EU countries struck a deal on a draft bill that would allow subscribers to use digital media like Netflix when they travel to other member states. A handful of countries put up a fight.
National governments agreed yesterday (26 May) on a compromise bill that will let people use digital media that they access legally at home when they travel to another EU country. The agreement comes one day after the European Commission proposed another new audiovisual rule that will require video on-demand platforms like Netflix to carry at least 20% European media in their catalogues.
The Commission announced the so-called portability bill last December, as the first legislative proposal in its flagship digital single market plans.
A couple of countries, including France, Spain, Italy and Greece, pushed back against the bill and asked for a clear limit to the length of time people could remain in another country and still legally access media they’ve paid for.
Those countries lost out: under the newly minted compromise deal, consumers can stay in another country for a “limited period of time”, but the national governments didn’t name the number of days.
The bill now heads to the Parliament, where MEPs are already thrashing through the details. French MEP Jean-Marie Cavada (ALDE) was named rapporteur in the Parliament’s Legal Affairs (JURI) Committee earlier this year, creating an upset among some lobbyists who feared he would follow the French government’s call to put a limit on how long consumers can access digital media outside the country they live in.
Last year, Cavada created a stir with controversial amendments to the European Parliament’s copyright report.
Parliament sources told euractiv.com that Cavada will suggest a definition of how long people can stay abroad that is different from the Commission and Council’s proposals altogether.
In his draft version of the bill, Cavada won’t set out any time limitation, but will instead ask companies to make sure their subscribers return to the country they live in at least three or four times a year.
Companies affected by the law, which include Netflix and broadcasters that provide online streams, will need to comply with “serious” measures to verify where subscribers live, according to the French MEP’s bill.
Cavada will publish his draft in July ahead of a JURI Committee vote planned for October, Parliament sources said.
The executive’s original proposal said the law would apply to anyone “temporarily present” in an EU country where they are not a resident.
Andrus Ansip, the Juncker Commission’s Vice-President for the Digital Single Market, is against limits that some member states demanded, and said that specifying a maximum number of days consumers could spend abroad would be a “red line” that he couldn’t accept.
Some broadcasters say tight rules that limit the number of days subscribers can access media when they’re abroad could be a headache for them to comply with.

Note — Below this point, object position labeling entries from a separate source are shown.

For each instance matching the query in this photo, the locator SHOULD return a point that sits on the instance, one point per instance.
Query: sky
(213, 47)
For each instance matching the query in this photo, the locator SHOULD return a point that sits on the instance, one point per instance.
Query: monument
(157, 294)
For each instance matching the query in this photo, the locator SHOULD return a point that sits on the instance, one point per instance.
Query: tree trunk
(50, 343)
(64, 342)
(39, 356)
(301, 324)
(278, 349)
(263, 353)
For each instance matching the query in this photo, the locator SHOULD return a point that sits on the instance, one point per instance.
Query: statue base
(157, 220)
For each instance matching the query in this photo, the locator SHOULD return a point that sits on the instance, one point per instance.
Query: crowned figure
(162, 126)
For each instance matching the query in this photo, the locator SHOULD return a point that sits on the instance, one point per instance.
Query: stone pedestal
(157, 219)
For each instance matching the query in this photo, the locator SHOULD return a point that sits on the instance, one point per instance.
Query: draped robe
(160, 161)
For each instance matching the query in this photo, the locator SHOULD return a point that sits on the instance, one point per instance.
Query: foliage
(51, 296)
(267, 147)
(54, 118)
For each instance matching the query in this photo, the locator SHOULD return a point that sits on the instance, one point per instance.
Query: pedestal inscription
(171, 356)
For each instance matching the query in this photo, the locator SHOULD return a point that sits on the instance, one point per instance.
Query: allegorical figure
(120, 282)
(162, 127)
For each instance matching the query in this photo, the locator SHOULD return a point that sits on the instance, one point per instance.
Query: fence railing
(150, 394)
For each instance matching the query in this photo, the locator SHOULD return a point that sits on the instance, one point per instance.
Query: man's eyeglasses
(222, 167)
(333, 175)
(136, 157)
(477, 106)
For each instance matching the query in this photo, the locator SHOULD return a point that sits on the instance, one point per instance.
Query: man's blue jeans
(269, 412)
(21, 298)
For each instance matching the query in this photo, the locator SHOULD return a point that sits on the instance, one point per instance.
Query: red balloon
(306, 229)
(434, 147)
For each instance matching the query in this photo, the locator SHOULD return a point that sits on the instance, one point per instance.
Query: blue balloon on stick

But Cavada’s proposal of checking subscribers’ residence a few times a year might not work at all, industry sources say—unless companies verify residence all the time.
Consumer groups are worried that companies may be required to verify subscribers’ residence in a way that is too invasive or complicated.
“It would be absurd to ask people for their bank account, or to check if their name is on an electoral roll, to verify a person’s identity when they log in from abroad,” said Monique Goyens, director general of the European Consumer Organisation.